I've been stalking a tradable low in light crude oil for what seems like an eternity. But every time bulls stick their heads above water and crawl onto a rock, they're beaten like a baby seal. Here's how I think this might change.
I'm currently focused on the $29.25 to $29.55 area on crude, roughly $8.40 to $8.48 on the United States Oil Fund (USO). As long as the contract is trading beneath that area, the path of least resistance will remain unquestionably lower. However, if it can break above that zone and close there, we might find traders doing a 180 and immediately begin bidding prices up toward $34 and the declining 50-day simple moving average.

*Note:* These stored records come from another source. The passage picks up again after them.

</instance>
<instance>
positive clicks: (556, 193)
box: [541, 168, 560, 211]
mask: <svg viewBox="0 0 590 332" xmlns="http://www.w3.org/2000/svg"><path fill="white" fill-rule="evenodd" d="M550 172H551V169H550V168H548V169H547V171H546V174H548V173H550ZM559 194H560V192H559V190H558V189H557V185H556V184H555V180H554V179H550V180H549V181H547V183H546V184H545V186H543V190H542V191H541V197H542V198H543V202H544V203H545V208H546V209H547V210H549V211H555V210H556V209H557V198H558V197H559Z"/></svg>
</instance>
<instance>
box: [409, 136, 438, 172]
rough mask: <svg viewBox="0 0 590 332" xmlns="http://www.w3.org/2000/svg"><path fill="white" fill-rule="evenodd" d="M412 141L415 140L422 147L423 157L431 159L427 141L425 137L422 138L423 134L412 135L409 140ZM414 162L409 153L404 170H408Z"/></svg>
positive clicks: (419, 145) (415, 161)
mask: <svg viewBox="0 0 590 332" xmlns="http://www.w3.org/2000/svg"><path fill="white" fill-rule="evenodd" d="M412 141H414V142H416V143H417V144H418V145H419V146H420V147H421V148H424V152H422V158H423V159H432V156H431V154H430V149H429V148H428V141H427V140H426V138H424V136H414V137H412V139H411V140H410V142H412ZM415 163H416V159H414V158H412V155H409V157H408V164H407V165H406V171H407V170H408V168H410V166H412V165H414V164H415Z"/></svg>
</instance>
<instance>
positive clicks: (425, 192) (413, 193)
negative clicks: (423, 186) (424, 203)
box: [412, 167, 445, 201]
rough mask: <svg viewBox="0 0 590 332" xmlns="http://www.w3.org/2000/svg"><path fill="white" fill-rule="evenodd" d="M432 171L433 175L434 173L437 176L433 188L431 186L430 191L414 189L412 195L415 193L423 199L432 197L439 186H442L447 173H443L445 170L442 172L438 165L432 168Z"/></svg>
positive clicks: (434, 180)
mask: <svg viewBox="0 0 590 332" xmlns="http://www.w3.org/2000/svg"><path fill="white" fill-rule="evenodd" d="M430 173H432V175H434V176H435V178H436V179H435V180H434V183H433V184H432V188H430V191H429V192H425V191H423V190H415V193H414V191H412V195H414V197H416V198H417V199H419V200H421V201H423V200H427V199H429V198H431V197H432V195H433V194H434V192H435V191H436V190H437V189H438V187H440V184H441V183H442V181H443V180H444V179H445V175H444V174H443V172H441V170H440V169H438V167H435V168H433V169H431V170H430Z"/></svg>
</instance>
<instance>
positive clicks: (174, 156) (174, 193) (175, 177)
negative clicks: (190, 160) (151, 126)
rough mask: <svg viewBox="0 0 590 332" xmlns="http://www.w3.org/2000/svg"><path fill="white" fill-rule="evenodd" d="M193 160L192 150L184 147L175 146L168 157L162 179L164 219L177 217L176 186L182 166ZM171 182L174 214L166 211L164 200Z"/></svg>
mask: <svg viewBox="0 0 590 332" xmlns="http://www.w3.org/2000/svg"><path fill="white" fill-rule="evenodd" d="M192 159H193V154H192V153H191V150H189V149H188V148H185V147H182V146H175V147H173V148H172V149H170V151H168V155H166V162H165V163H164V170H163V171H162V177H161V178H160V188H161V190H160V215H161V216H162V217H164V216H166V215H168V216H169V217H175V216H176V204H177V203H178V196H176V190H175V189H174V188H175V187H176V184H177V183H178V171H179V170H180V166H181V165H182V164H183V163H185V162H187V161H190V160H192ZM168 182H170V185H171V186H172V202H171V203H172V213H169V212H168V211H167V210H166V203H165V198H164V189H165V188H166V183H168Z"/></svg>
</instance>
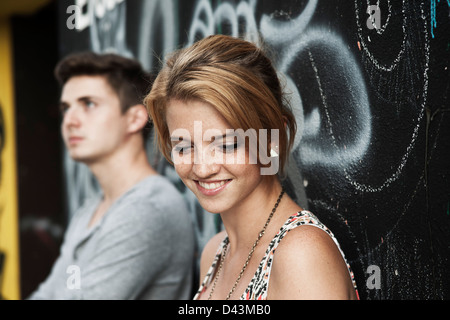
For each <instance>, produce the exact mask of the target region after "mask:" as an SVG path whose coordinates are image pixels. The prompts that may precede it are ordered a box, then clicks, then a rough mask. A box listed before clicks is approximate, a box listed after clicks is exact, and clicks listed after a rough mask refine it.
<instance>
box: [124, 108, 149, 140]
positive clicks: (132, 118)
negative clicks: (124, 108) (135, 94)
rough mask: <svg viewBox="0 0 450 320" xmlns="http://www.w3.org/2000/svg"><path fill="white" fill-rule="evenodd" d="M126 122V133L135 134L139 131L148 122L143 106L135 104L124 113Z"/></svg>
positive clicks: (147, 116) (144, 110)
mask: <svg viewBox="0 0 450 320" xmlns="http://www.w3.org/2000/svg"><path fill="white" fill-rule="evenodd" d="M126 116H127V120H128V132H130V133H135V132H138V131H141V130H142V129H143V128H144V127H145V125H146V124H147V123H148V121H149V116H148V113H147V109H146V108H145V106H144V105H143V104H136V105H134V106H132V107H130V108H129V109H128V110H127V112H126Z"/></svg>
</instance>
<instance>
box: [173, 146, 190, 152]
mask: <svg viewBox="0 0 450 320" xmlns="http://www.w3.org/2000/svg"><path fill="white" fill-rule="evenodd" d="M172 151H173V152H176V153H178V154H185V153H189V152H190V151H191V146H180V145H176V146H175V147H173V149H172Z"/></svg>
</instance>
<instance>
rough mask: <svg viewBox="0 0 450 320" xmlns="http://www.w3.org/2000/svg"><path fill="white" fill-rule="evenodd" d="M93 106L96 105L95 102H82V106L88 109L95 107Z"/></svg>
mask: <svg viewBox="0 0 450 320" xmlns="http://www.w3.org/2000/svg"><path fill="white" fill-rule="evenodd" d="M95 105H96V104H95V102H94V101H91V100H86V101H85V102H84V106H85V107H86V108H88V109H90V108H93V107H95Z"/></svg>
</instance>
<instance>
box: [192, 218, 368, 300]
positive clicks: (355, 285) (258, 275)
mask: <svg viewBox="0 0 450 320" xmlns="http://www.w3.org/2000/svg"><path fill="white" fill-rule="evenodd" d="M302 225H309V226H314V227H318V228H320V229H322V230H323V231H325V232H326V233H327V234H328V235H329V236H330V237H331V238H332V239H333V241H334V243H335V244H336V246H337V248H338V249H339V252H340V253H341V255H342V258H343V259H344V261H345V263H346V265H347V268H348V272H349V275H350V278H351V280H352V283H353V286H354V288H355V292H356V297H357V299H358V300H359V295H358V289H357V287H356V282H355V277H354V274H353V272H352V270H351V268H350V265H349V264H348V262H347V260H346V258H345V255H344V252H343V251H342V250H341V247H340V245H339V243H338V241H337V239H336V238H335V236H334V235H333V233H332V232H331V231H330V230H329V229H328V228H327V227H326V226H325V225H324V224H322V223H321V222H320V221H319V219H317V217H316V216H315V215H314V214H312V213H311V212H309V211H306V210H304V211H301V212H297V213H296V214H295V215H292V216H290V217H289V218H288V220H287V221H286V222H285V223H284V225H283V226H282V227H281V228H280V231H278V233H277V234H276V236H275V237H274V238H273V239H272V241H271V242H270V244H269V246H268V248H267V250H266V252H265V254H264V257H263V258H262V260H261V263H260V264H259V266H258V269H257V270H256V272H255V275H254V276H253V278H252V280H251V281H250V283H249V285H248V287H247V289H246V290H245V291H244V293H243V294H242V295H241V297H240V299H241V300H266V299H267V291H268V288H269V280H270V272H271V269H272V262H273V256H274V253H275V250H276V249H277V247H278V245H279V243H280V241H281V240H282V239H283V237H284V236H285V235H286V234H287V233H288V232H289V231H291V230H292V229H294V228H296V227H298V226H302ZM227 244H228V236H226V237H225V239H224V240H223V241H222V242H221V244H220V245H219V248H218V249H217V252H216V255H215V257H214V261H213V263H212V265H211V267H210V268H209V270H208V272H207V273H206V276H205V279H204V280H203V282H202V283H201V285H200V288H199V289H198V291H197V293H196V295H195V296H194V300H197V299H198V298H199V297H200V295H201V294H202V293H203V292H205V291H206V288H207V287H208V286H209V284H210V283H211V282H212V280H213V275H214V274H215V271H216V268H217V266H218V262H219V261H220V257H221V255H222V252H223V250H224V248H225V247H226V246H227Z"/></svg>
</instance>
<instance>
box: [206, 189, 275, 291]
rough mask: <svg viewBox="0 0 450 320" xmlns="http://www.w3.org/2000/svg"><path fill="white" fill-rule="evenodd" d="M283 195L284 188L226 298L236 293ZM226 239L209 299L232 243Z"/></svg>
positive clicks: (273, 207)
mask: <svg viewBox="0 0 450 320" xmlns="http://www.w3.org/2000/svg"><path fill="white" fill-rule="evenodd" d="M283 195H284V189H281V193H280V195H279V196H278V199H277V202H276V203H275V205H274V207H273V209H272V212H271V213H270V215H269V217H268V218H267V221H266V223H265V224H264V227H263V228H262V230H261V231H260V232H259V234H258V238H256V241H255V243H254V244H253V247H252V248H251V250H250V252H249V254H248V256H247V260H245V263H244V266H243V267H242V269H241V272H240V273H239V275H238V277H237V279H236V281H235V282H234V285H233V287H232V288H231V290H230V292H228V295H227V298H226V300H229V299H230V297H231V295H232V294H233V293H234V290H236V287H237V285H238V283H239V281H240V280H241V277H242V275H243V274H244V271H245V269H246V268H247V265H248V263H249V262H250V259H251V257H252V255H253V252H255V248H256V246H257V245H258V243H259V240H260V239H261V238H262V236H263V235H264V233H265V232H266V228H267V226H268V225H269V222H270V220H271V219H272V217H273V214H274V213H275V211H276V210H277V208H278V205H279V204H280V201H281V198H282V197H283ZM225 241H226V243H225V247H224V249H223V253H222V258H221V259H220V260H221V261H220V265H219V270H217V273H216V277H215V279H214V283H213V286H212V288H211V292H210V293H209V297H208V300H211V297H212V294H213V292H214V289H215V288H216V283H217V279H218V278H219V275H220V272H221V271H222V267H223V262H224V261H225V256H226V254H227V250H228V245H229V244H230V240H229V239H228V237H227V238H226V240H225Z"/></svg>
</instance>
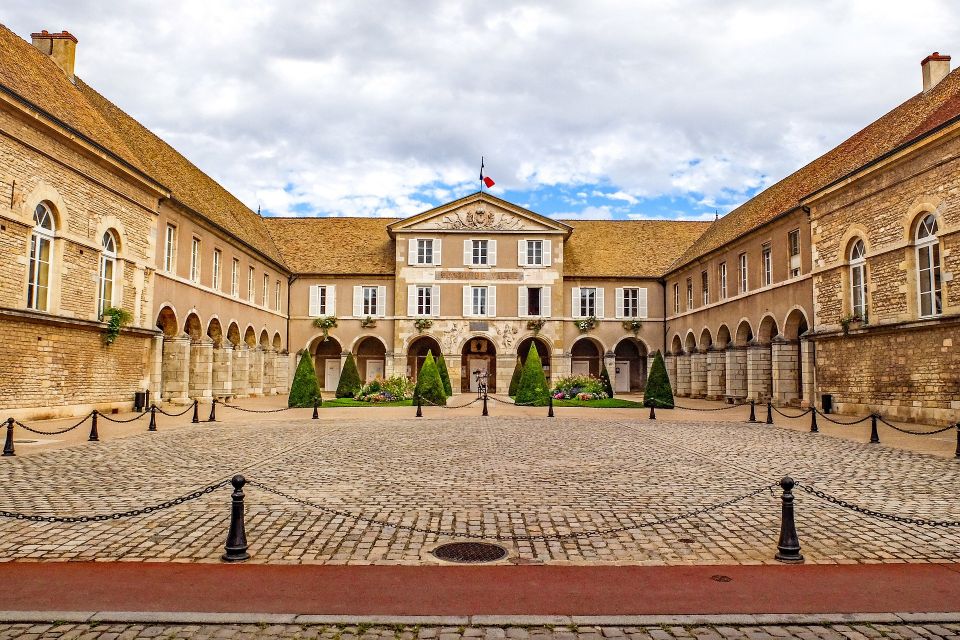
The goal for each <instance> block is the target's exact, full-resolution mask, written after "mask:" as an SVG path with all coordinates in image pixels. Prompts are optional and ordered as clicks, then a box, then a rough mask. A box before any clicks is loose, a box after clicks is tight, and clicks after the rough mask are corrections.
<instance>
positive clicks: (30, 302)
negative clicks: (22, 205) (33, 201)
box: [27, 203, 56, 311]
mask: <svg viewBox="0 0 960 640" xmlns="http://www.w3.org/2000/svg"><path fill="white" fill-rule="evenodd" d="M55 231H56V229H55V228H54V224H53V213H52V212H51V211H50V209H49V208H48V207H47V205H45V204H43V203H40V204H38V205H37V208H36V209H34V211H33V233H31V234H30V273H29V274H28V280H27V306H28V307H29V308H31V309H36V310H37V311H46V310H47V302H48V298H49V294H50V266H51V264H52V261H53V257H52V256H53V234H54V232H55Z"/></svg>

Given the poor price action in light crude oil and much of the energy sector, Hess (HES) did a fair job standing its ground Wednesday. The stock was upgraded by Goldman Sachs at the start of Wednesday's session, and that obviously gave the stock a lift at the open. Keep an eye on this stock the moment crude catches a bid, as all trading above $39 could set the stock on a path toward the mid-$40s.
Twitter (TWTR) reported earnings after Wednesday's close, and while the numbers were not particularly impressive (OK, they were crummy), the stock staged an impressive turnaround. My thought here is simple. If you're hell-bent on picking a bottom in TWTR, consider using Tuesday $14.31 low as your reference point. All trading under that level tells you buyers are still uninterested in the stock.
A better way to play the stock may be to wait for shares to trade (and close depending on your timeframe) above $15.55 to $15.70. All trading above that area would leave the current week's trading in the dust, and likely pave a way toward last Thursday's $17.20 swing high.